Depuis l’établissement de Michel Éloi jusqu’à son décès le 3 mai 1861, son domaine a prospéré grâce à l’industrie sucrière et la famille fondatrice était considérée comme fortunée. La canne à sucre était la principale récolte des 300 acres cultivées. Michel Éloi avait besoin d’esclaves africains pour faire la récolte de ses grandes cultures; au moment de son décès, il y avait 53 esclaves sur sa plantation qui s’adonnaient aux travaux domestiques et agricoles.
L’établissement était installé directement derrière les levées naturelles du bayou DuLarge. Grâce à ses talents de maître artisan, Michel Éloi a pu construire une belle demeure sise hors d’atteinte des hautes eaux à la saison des pluies. Il a aussi improvisé des ponts faits de planches taillées à la main à partir des cyprès géants de la plantation et qui ont joué un rôle essentiel dans la vie de Saint-Éloi puisque la propriété s’étendait sur les deux rives du bayou DuLarge. Il est intéressant de noter que Saint Éloi était le patron des artisans et travailleurs du bois; c’était donc une appellation appropriée pour le domaine que la famille pionnière a fondé au village de Thériot en Louisiane.
Le dévouement de Michel Éloi envers sa famille et sa riche et fertile exploitation sur le bayou lui a permis de convaincre d’autres colons de venir s’établir au bayou Dularge pour former la communauté étroitement liée qui survit encore aujourd’hui. Pendant les 22 ans qu’il a vécu au bayou DuLarge (1839-1861), Michel Éloi est devenu l’un des plus riches planteurs de Terrebonne. Malheureusement, son décès devait entraîner le déclin de son domaine.
Le 3 mai 1861, Michel Éloi est tombé malade, est décédé, puis fut inhumé dans sa plantation. Vingt-sept jours après sa mort, une commission de la cour du 3e District judiciaire de la paroisse de Terrebonne fit l’inventaire et l’évaluation de sa succession.
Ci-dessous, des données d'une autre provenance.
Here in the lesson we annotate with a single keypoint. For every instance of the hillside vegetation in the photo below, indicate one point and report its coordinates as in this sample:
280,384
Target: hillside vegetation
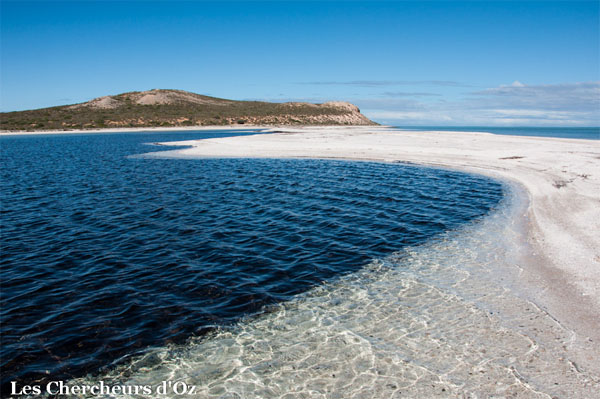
157,108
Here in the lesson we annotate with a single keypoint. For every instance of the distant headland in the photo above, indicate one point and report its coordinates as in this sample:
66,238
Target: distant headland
178,108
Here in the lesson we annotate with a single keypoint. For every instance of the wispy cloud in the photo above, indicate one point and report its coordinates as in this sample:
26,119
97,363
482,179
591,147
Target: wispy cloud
409,94
565,104
582,96
379,83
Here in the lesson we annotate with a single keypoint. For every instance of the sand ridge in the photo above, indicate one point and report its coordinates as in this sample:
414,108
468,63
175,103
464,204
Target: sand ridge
561,176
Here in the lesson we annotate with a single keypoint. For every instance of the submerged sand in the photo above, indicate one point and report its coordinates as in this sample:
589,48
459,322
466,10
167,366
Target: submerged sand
561,177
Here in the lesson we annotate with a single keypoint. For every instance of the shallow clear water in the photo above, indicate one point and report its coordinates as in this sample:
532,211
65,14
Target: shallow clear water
105,254
588,133
436,320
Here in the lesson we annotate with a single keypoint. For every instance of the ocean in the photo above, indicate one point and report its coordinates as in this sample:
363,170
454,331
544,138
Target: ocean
256,278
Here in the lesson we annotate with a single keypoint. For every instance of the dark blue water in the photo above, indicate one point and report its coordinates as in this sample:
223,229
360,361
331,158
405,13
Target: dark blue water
589,133
104,254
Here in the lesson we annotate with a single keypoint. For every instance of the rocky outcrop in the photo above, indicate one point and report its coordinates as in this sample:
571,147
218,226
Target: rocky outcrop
155,108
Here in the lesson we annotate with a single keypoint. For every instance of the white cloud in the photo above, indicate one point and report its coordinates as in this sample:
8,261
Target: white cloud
566,104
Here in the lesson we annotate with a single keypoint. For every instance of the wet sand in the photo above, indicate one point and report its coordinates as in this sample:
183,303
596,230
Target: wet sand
562,272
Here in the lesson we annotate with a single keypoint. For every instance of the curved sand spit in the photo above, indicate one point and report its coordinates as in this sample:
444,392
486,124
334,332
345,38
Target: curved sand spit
562,177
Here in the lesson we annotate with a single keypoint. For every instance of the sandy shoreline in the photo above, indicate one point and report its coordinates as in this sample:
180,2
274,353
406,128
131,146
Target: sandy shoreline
136,130
560,176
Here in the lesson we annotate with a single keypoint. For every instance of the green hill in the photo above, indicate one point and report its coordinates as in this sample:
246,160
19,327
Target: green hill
155,108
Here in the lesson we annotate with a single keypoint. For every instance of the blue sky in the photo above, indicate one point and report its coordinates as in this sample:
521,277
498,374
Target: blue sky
407,63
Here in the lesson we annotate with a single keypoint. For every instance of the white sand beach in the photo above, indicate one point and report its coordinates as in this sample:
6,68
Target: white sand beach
561,177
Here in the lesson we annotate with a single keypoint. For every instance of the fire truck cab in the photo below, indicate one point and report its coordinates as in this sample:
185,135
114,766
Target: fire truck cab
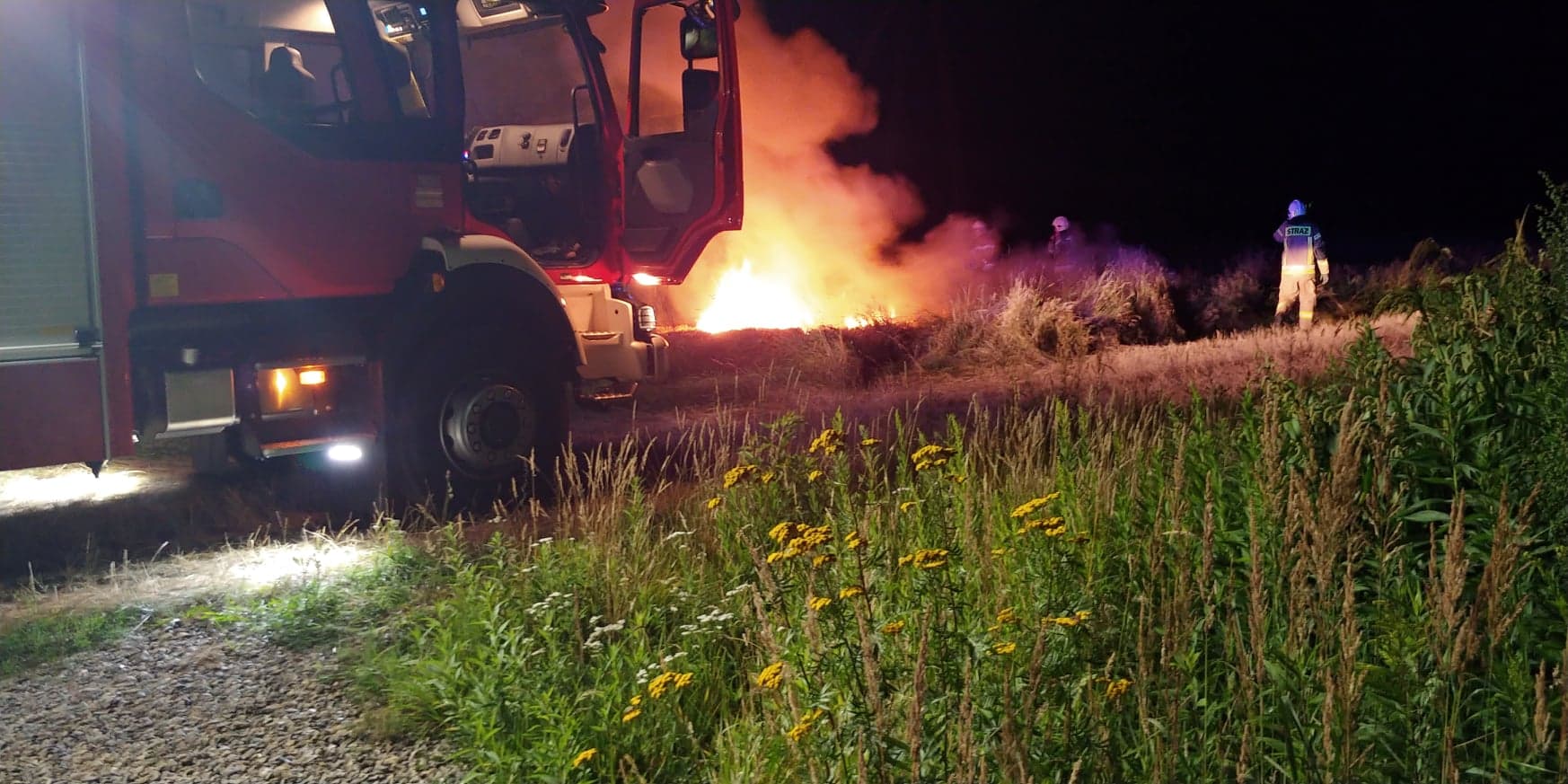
397,229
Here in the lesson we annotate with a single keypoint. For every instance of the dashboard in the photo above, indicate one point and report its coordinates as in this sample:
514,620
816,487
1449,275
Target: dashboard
519,146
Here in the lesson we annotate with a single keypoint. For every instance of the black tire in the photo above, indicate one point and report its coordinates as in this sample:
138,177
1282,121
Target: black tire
474,416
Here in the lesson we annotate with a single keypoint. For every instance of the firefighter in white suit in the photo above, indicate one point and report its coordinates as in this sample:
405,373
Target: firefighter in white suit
1303,264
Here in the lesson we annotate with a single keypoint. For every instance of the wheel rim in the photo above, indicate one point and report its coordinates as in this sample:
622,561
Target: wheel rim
487,428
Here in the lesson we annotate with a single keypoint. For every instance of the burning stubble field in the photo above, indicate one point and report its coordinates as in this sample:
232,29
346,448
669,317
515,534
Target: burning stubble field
1352,577
1145,563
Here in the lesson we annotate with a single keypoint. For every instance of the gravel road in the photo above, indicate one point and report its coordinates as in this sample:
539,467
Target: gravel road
191,703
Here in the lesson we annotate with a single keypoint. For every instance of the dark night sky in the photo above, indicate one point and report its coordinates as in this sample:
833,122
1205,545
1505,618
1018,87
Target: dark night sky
1191,126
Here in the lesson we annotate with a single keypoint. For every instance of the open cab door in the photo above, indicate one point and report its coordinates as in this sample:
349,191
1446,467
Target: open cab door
683,145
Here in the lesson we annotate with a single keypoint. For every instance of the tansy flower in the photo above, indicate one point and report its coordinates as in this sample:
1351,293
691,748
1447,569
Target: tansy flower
739,472
798,731
1051,525
771,676
657,685
930,455
1117,687
827,443
1025,510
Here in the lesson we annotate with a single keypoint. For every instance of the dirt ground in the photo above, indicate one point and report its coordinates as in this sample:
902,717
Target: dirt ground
63,521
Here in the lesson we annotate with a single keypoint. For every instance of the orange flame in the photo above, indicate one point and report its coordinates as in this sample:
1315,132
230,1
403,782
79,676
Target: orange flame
748,300
822,241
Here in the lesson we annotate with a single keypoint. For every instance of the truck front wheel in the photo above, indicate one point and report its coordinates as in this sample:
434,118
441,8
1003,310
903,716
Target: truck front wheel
475,418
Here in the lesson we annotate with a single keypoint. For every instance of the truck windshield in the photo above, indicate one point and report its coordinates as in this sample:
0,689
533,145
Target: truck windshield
523,75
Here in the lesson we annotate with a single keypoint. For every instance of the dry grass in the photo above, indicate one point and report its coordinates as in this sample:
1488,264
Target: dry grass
736,380
172,580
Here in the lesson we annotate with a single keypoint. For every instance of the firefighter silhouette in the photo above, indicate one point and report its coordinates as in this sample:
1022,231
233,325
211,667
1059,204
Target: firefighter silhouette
1303,264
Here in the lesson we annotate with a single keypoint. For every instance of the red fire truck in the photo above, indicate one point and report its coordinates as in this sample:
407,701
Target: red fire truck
383,229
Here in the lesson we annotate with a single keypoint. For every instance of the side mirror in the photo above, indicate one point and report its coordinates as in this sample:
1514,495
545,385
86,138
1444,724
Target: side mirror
698,38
La propriété passa alors aux mains de Félix, son onzième enfant, tel que prescrit par son testament. La valeur de la propriété était de 119 415,01 1/3 $.
Malheureusement, trois mois plus tard, la législature de la Louisiane vote en faveur de la sécession de l’Union et se joint à la Confédération des États américains. En 1862, les troupes de l’Union envahissent la Louisiane, et pour la première fois depuis Michel Éloi, un Thériot doit participer à la défense de son pays. Augustave, le dixième enfant et Aurélien, le douzième enfant, servent tous les deux d a n s l e s r é g i m e n t s d’infanterie de la Louisiane, les 18e et 26e respectivement. Pour célébrer l’heureux retour de ses deux fils, Marie Séraphine fit ériger en 1873 la première église catholique sur le bayou DuLarge; celle-ci fut nommée Saint-Éloi et les restes de Michel Éloi furent transférés au cimetière de cette église.
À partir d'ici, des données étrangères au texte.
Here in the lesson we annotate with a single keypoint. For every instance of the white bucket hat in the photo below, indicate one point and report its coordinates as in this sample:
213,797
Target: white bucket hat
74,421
La victoire de l’Union entraîna des difficultés économiques sérieuses pour la plupart des propriétaires de plantation de la Louisiane et du Sud. La veuve Marie Séraphine survécut 16 ans à Michel Éloi et mourut en 1877. Ce qui restait du domaine fut vendu aux enchères deux ans plus tard en 1879 pour environ 29 000 $. Il ne restait sur ce domaine anciennement prospère que les terres, quelques vieilles habitations et les possessions personnelles des habitants. Tout le bétail, le matériel aratoire et les esclaves étaient partis, bien que la plupart des esclaves fussent demeurés sur le bayou comme métayers.
Toutefois, des liens familiaux forts et un profond sens communautaire survivront pendant longtemps. La famille pionnière avait défriché le marécage qu’était le bayou DuLarge avec un dévouement, une énergie et une détermination admirables; elle avait ainsi entraîné beaucoup d’autres familles à s’établir dans ce qui est aujourd’hui le village de Thériot, en Louisiane. Cet esprit survit encore de nos jours; j’en vois encore la preuve chaque jour dans le grand soutien que mes enfants reçoivent de toute la parenté. La confiance, le dévouement et surtout la détermination de Michel Éloi constituent son plus bel héritage aux générations futures de Thériot.